A supposer que les autorités romaines actuelles ne demandent pas de reconnaître Vatican II, ni la légitimité du Novus Ordo Missæ, elles demanderont vraisemblablement à la Fraternité Saint-Pie X de se soumettre au nouveau Code. Elles surveilleront ensuite les nominations des supérieurs, et notamment le choix des nouveaux évêques, et, par ce moyen, en peu de temps, elles «normaliseront» la Fraternité et l’amèneront à n’être qu’une réserve de «traditionalistes» au sein de l’Église conciliaire, comme il y a des réserves de Peaux-Rouges aux USA. 
Rappelons-nous comment Benoît XVI voyait, de son point de vue, les avantages d’une «normalisation»: «Moi-même j’ai vu, dans les années qui ont suivi 1988, que, grâce au retour de communautés auparavant séparées de Rome, leur climat interne a changé; que le retour dans la grande et vaste Église commune a fait dépasser des positions unilatérales et des durcissements, de sorte qu’ensuite en ont émergé des forces positives pour l’ensemble[4].»
Ainsi semble être arrivé le bon moment pour régulariser la situation de la Fraternité, et ce pour plusieurs raisons :

1) Toute situation anormale tend de par sa nature vers la normalisation.
[Commentaires du Sel de la terre:] Il y a deux erreurs dans cette courte phrase: 
D’abord, il est faux que nous soyons dans une situation anormale.
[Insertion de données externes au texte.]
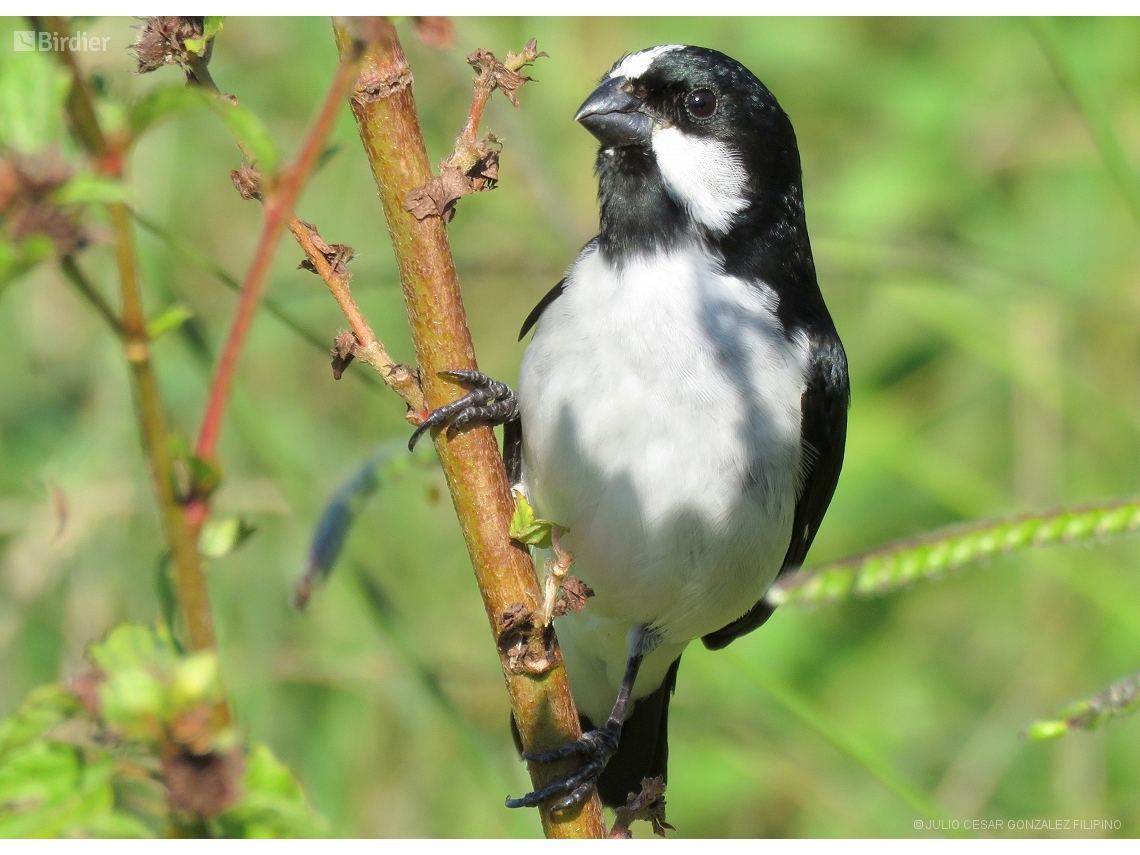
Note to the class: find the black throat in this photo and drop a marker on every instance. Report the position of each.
(638, 217)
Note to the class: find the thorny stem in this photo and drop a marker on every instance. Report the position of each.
(189, 581)
(279, 198)
(368, 348)
(79, 281)
(385, 113)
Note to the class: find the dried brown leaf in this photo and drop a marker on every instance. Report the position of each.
(646, 805)
(529, 649)
(439, 195)
(247, 181)
(336, 254)
(343, 350)
(203, 784)
(26, 182)
(572, 596)
(162, 41)
(434, 31)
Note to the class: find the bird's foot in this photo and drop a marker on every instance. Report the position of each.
(488, 401)
(595, 747)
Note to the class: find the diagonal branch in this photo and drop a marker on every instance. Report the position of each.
(189, 580)
(385, 114)
(279, 197)
(365, 345)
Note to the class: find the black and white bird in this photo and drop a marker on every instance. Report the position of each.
(682, 407)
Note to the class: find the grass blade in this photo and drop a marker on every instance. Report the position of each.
(898, 564)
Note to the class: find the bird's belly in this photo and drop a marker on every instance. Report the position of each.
(664, 433)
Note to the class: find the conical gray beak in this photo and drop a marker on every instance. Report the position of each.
(615, 116)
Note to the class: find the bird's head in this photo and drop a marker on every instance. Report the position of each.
(690, 129)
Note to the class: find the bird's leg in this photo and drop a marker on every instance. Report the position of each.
(597, 746)
(488, 401)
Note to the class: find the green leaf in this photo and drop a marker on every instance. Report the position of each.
(164, 103)
(133, 701)
(16, 260)
(131, 646)
(42, 709)
(1118, 700)
(251, 133)
(164, 589)
(89, 189)
(1044, 730)
(526, 528)
(205, 477)
(53, 789)
(33, 88)
(273, 804)
(172, 318)
(210, 27)
(195, 681)
(221, 537)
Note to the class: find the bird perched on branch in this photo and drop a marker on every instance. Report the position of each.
(682, 407)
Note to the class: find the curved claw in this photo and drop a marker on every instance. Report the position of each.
(489, 401)
(584, 779)
(597, 744)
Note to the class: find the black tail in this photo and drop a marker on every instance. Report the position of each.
(644, 748)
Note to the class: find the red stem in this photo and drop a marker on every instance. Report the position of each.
(278, 206)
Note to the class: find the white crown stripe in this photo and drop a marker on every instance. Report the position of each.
(634, 65)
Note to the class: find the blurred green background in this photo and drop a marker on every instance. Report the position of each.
(983, 269)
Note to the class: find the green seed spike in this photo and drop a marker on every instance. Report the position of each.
(1118, 700)
(895, 566)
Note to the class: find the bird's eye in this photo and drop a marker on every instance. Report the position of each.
(700, 103)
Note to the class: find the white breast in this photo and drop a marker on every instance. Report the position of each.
(660, 408)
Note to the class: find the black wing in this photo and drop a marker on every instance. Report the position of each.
(512, 430)
(823, 433)
(537, 311)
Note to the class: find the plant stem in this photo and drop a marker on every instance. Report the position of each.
(1093, 112)
(218, 273)
(385, 114)
(279, 198)
(79, 281)
(189, 580)
(368, 349)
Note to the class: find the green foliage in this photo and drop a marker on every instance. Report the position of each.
(978, 258)
(251, 133)
(1118, 700)
(884, 570)
(528, 529)
(162, 103)
(169, 319)
(98, 768)
(87, 189)
(273, 805)
(33, 89)
(211, 25)
(220, 537)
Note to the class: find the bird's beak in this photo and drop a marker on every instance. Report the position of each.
(616, 116)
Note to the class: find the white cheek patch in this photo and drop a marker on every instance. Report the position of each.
(706, 176)
(634, 65)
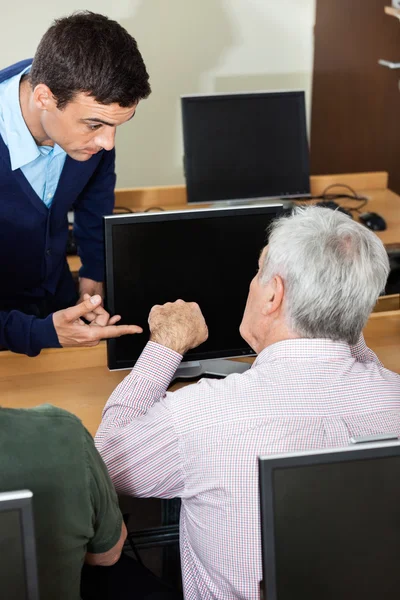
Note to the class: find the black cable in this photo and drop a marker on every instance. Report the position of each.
(325, 197)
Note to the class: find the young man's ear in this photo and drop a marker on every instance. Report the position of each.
(273, 295)
(43, 97)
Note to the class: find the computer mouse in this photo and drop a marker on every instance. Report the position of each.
(373, 221)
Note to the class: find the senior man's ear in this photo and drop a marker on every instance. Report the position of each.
(274, 292)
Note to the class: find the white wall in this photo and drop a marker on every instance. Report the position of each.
(189, 46)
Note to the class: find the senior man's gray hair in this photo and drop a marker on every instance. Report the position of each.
(333, 271)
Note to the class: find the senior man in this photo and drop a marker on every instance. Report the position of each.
(313, 385)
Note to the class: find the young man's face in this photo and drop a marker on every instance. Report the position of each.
(83, 127)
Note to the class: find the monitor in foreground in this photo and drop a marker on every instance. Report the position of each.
(245, 146)
(18, 568)
(331, 523)
(203, 256)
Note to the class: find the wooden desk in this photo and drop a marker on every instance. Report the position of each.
(78, 380)
(371, 185)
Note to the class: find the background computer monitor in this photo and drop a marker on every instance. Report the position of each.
(207, 256)
(18, 568)
(331, 524)
(245, 145)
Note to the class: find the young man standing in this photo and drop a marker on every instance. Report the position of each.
(58, 119)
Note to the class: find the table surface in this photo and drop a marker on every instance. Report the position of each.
(380, 200)
(77, 379)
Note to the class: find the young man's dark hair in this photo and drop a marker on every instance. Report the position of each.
(88, 52)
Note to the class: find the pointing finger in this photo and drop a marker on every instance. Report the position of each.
(81, 310)
(112, 331)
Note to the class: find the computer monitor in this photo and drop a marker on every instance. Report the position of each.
(206, 256)
(245, 146)
(331, 523)
(18, 568)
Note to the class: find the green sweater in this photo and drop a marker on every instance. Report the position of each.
(48, 451)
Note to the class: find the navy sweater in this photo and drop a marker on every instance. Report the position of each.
(33, 238)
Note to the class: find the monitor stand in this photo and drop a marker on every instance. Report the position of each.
(216, 367)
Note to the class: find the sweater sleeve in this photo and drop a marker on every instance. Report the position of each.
(26, 334)
(95, 201)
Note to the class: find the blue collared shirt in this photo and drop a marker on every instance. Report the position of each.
(41, 165)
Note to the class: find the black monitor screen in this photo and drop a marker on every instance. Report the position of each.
(203, 256)
(242, 146)
(336, 531)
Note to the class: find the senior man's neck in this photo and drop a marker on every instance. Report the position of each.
(275, 334)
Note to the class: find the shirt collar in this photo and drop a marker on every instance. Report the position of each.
(21, 144)
(304, 349)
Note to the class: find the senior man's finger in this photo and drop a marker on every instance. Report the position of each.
(113, 331)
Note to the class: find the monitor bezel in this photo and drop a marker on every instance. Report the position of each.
(266, 467)
(190, 189)
(21, 501)
(183, 214)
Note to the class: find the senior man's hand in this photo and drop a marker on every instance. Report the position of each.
(178, 325)
(73, 331)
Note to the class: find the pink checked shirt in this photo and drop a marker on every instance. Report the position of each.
(201, 442)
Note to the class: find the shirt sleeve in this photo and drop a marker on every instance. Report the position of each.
(362, 353)
(137, 437)
(27, 334)
(94, 202)
(106, 515)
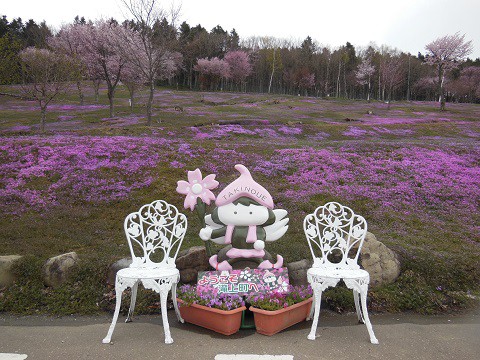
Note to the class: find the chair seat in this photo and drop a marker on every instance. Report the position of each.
(338, 273)
(147, 273)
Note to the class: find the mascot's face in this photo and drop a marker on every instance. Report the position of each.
(242, 215)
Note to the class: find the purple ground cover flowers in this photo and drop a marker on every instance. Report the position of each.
(39, 171)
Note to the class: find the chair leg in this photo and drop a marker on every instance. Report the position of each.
(363, 298)
(132, 302)
(318, 301)
(118, 294)
(358, 307)
(175, 305)
(163, 306)
(312, 309)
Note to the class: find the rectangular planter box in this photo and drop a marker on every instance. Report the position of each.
(271, 322)
(226, 322)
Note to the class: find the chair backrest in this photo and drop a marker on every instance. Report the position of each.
(335, 235)
(155, 234)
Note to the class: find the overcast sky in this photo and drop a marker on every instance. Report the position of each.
(407, 25)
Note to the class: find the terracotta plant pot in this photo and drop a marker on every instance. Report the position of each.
(226, 322)
(271, 322)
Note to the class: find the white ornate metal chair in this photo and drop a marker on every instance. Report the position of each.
(335, 236)
(155, 233)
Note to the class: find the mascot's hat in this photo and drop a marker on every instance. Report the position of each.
(244, 186)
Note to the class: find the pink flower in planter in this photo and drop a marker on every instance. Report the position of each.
(197, 187)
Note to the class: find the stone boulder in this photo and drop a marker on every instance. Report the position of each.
(190, 262)
(113, 269)
(6, 262)
(57, 269)
(380, 261)
(297, 272)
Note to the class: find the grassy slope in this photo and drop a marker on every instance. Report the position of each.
(278, 137)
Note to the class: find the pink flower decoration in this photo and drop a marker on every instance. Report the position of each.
(196, 187)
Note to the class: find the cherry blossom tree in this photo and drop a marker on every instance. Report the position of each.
(305, 80)
(133, 80)
(147, 46)
(68, 41)
(364, 73)
(446, 53)
(212, 71)
(102, 53)
(46, 74)
(240, 67)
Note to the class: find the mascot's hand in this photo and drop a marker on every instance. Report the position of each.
(259, 245)
(206, 233)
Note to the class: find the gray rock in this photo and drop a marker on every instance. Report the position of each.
(6, 262)
(190, 262)
(380, 261)
(113, 269)
(297, 272)
(57, 269)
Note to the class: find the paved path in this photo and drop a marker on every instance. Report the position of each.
(401, 336)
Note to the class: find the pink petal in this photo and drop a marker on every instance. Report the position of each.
(194, 175)
(210, 182)
(207, 196)
(190, 202)
(183, 187)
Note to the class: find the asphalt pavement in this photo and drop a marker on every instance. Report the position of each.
(401, 336)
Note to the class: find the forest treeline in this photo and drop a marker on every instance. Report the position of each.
(218, 59)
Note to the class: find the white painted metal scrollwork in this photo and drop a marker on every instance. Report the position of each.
(156, 229)
(334, 229)
(335, 235)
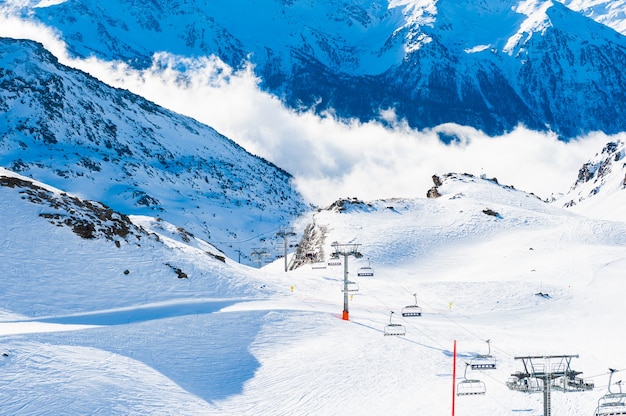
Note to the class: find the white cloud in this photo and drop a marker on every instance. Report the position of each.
(331, 158)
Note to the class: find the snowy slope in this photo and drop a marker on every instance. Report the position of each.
(231, 340)
(66, 128)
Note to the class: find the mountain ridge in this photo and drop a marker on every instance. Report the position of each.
(358, 58)
(69, 130)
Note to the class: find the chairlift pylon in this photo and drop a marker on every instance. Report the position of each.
(394, 329)
(468, 387)
(334, 260)
(350, 286)
(412, 310)
(318, 265)
(366, 271)
(612, 403)
(484, 362)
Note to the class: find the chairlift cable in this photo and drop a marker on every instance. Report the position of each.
(447, 317)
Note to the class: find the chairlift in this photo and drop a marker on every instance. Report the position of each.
(366, 271)
(394, 329)
(318, 265)
(484, 362)
(334, 260)
(612, 403)
(525, 384)
(412, 310)
(350, 286)
(468, 387)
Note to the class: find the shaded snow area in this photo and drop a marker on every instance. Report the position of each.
(157, 323)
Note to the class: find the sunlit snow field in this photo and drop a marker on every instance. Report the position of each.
(81, 337)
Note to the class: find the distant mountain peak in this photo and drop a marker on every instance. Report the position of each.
(71, 131)
(490, 64)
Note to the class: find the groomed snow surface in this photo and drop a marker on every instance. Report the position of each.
(91, 328)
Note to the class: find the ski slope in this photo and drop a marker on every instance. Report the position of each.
(80, 336)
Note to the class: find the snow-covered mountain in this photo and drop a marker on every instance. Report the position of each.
(600, 188)
(67, 129)
(149, 320)
(489, 64)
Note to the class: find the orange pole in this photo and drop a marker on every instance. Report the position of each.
(454, 378)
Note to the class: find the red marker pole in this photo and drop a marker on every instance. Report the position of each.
(454, 378)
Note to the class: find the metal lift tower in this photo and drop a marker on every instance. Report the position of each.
(284, 234)
(346, 250)
(554, 372)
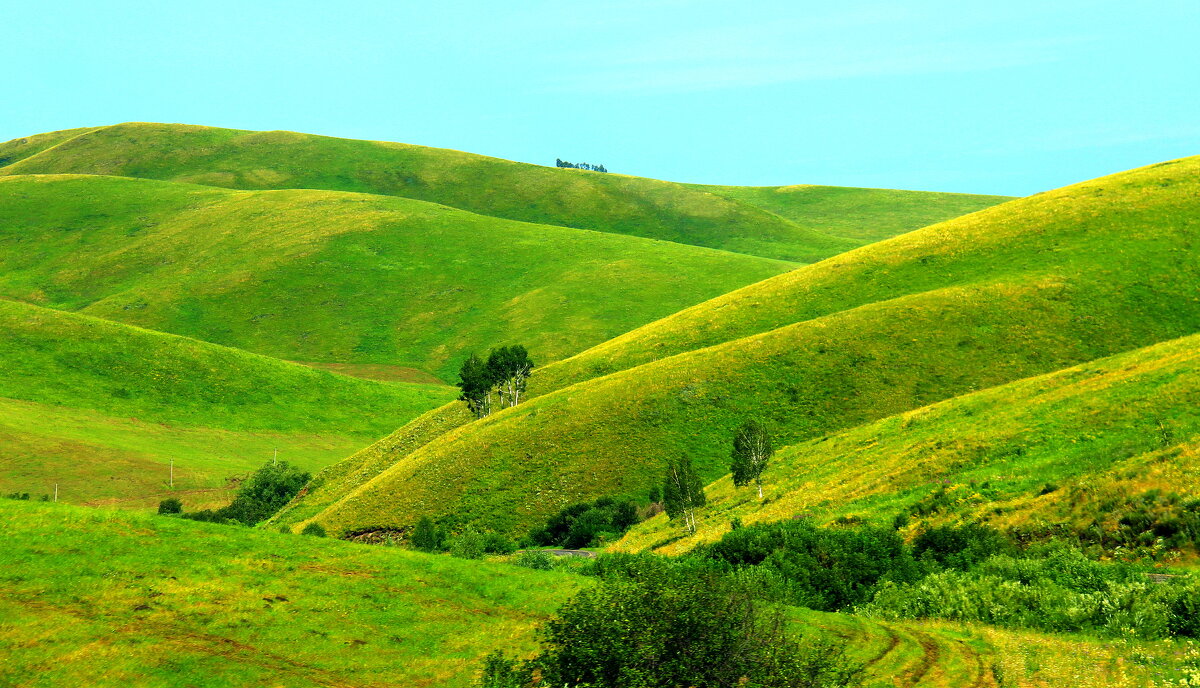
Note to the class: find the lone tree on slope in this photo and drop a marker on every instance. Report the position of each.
(475, 382)
(751, 450)
(509, 368)
(683, 491)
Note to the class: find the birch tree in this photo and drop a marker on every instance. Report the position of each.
(683, 491)
(751, 450)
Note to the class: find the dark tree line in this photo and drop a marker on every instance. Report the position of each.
(504, 374)
(580, 166)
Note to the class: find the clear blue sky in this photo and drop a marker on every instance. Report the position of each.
(991, 97)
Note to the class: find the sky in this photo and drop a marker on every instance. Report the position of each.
(983, 97)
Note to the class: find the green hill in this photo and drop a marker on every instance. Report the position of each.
(613, 203)
(91, 597)
(1073, 450)
(102, 408)
(1021, 289)
(340, 277)
(863, 215)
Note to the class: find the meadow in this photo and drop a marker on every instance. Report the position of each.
(1021, 289)
(109, 598)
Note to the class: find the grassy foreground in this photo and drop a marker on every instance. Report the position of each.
(101, 410)
(613, 203)
(1021, 289)
(90, 597)
(340, 277)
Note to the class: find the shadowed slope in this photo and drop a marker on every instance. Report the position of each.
(1026, 288)
(491, 186)
(101, 408)
(340, 277)
(1098, 432)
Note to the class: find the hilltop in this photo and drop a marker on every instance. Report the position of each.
(1017, 291)
(613, 203)
(340, 277)
(101, 408)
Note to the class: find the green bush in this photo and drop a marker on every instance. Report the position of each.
(538, 560)
(823, 568)
(467, 545)
(426, 536)
(665, 633)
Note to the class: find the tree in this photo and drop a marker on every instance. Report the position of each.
(683, 491)
(509, 368)
(426, 536)
(751, 450)
(265, 492)
(671, 632)
(475, 382)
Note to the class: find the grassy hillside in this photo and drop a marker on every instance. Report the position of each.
(340, 277)
(611, 203)
(1078, 448)
(100, 598)
(1021, 289)
(101, 408)
(863, 215)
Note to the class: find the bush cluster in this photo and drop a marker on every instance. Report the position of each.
(665, 632)
(585, 525)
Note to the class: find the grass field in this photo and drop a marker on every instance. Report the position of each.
(102, 408)
(340, 277)
(1017, 291)
(93, 597)
(490, 186)
(1066, 450)
(859, 214)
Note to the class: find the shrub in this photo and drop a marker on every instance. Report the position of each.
(426, 536)
(663, 633)
(467, 545)
(537, 560)
(498, 544)
(959, 546)
(586, 524)
(826, 568)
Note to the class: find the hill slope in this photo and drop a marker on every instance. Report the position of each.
(101, 408)
(99, 598)
(1021, 289)
(1066, 448)
(859, 214)
(576, 198)
(340, 277)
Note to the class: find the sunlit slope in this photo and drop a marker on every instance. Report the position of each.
(101, 410)
(485, 185)
(1080, 233)
(984, 300)
(18, 149)
(861, 214)
(118, 599)
(1051, 449)
(340, 277)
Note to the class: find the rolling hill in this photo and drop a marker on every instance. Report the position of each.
(101, 410)
(91, 597)
(1017, 291)
(484, 185)
(337, 277)
(1071, 450)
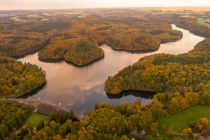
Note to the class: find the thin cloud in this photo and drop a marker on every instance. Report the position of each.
(59, 4)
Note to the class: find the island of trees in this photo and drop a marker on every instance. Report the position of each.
(78, 51)
(17, 79)
(166, 73)
(179, 109)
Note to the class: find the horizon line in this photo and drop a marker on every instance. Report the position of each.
(115, 7)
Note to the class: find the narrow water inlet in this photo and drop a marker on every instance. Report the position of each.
(80, 89)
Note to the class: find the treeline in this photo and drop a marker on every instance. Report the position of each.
(123, 121)
(165, 73)
(13, 116)
(19, 46)
(78, 51)
(17, 79)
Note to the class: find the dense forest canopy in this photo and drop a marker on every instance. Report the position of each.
(166, 73)
(17, 79)
(181, 82)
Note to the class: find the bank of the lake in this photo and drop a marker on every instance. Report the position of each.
(80, 88)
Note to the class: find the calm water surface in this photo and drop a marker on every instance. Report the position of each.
(80, 88)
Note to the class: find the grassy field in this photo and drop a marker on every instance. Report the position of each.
(34, 119)
(204, 22)
(181, 120)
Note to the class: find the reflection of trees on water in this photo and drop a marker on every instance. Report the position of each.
(136, 93)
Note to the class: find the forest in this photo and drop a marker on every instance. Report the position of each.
(17, 79)
(166, 73)
(181, 82)
(123, 121)
(79, 51)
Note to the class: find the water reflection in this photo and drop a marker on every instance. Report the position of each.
(79, 88)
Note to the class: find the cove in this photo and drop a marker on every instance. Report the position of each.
(80, 88)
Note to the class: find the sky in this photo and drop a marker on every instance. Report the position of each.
(61, 4)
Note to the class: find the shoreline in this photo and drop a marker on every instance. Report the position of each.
(29, 93)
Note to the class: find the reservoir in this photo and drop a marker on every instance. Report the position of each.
(80, 88)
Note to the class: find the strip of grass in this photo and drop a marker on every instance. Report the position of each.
(181, 120)
(34, 119)
(203, 22)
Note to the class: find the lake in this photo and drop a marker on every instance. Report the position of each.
(80, 88)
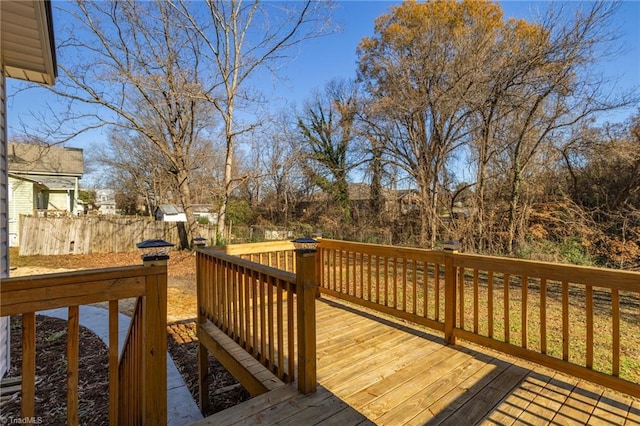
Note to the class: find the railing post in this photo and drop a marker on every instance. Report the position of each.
(306, 303)
(449, 298)
(154, 338)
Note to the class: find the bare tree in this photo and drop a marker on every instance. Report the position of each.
(239, 41)
(135, 66)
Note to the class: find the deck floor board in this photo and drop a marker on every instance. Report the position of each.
(378, 370)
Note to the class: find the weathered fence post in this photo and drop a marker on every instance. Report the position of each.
(306, 286)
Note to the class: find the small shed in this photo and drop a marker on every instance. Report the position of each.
(170, 213)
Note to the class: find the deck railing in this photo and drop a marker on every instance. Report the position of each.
(268, 312)
(137, 379)
(580, 320)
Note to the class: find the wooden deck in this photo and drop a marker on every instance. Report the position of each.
(375, 370)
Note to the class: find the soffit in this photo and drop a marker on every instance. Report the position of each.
(27, 40)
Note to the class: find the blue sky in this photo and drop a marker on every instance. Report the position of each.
(318, 61)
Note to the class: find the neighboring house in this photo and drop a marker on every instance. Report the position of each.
(170, 213)
(106, 201)
(204, 211)
(42, 179)
(394, 202)
(27, 53)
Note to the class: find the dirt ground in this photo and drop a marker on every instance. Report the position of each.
(181, 292)
(224, 390)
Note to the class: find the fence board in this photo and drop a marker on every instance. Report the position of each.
(86, 235)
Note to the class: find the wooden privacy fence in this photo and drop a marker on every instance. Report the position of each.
(97, 234)
(270, 313)
(138, 377)
(580, 320)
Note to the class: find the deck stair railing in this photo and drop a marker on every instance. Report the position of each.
(268, 312)
(137, 378)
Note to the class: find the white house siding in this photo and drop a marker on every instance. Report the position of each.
(4, 221)
(20, 202)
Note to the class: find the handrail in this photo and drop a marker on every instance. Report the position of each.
(29, 294)
(464, 296)
(257, 306)
(277, 254)
(404, 282)
(562, 316)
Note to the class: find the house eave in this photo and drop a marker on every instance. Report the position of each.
(28, 46)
Bien au contraire, tant que la situation reste anormale à Rome (du fait de l’occupation moderniste), il est normal que nous nous maintenions à distance. 
Ensuite, il est absurde de dire qu’une «situation anormale tend de par sa nature vers la normalisation». Autant dire que toute maladie conduit à la santé. Sans doute tout malade souhaite retrouver la santé, mais il ne peut la retrouver tant qu’il conserve la cause de la maladie. Pour que la situation cesse d’être anormale, il faudrait que les membres de la hiérarchie, le pape en premier, rejettent le modernisme.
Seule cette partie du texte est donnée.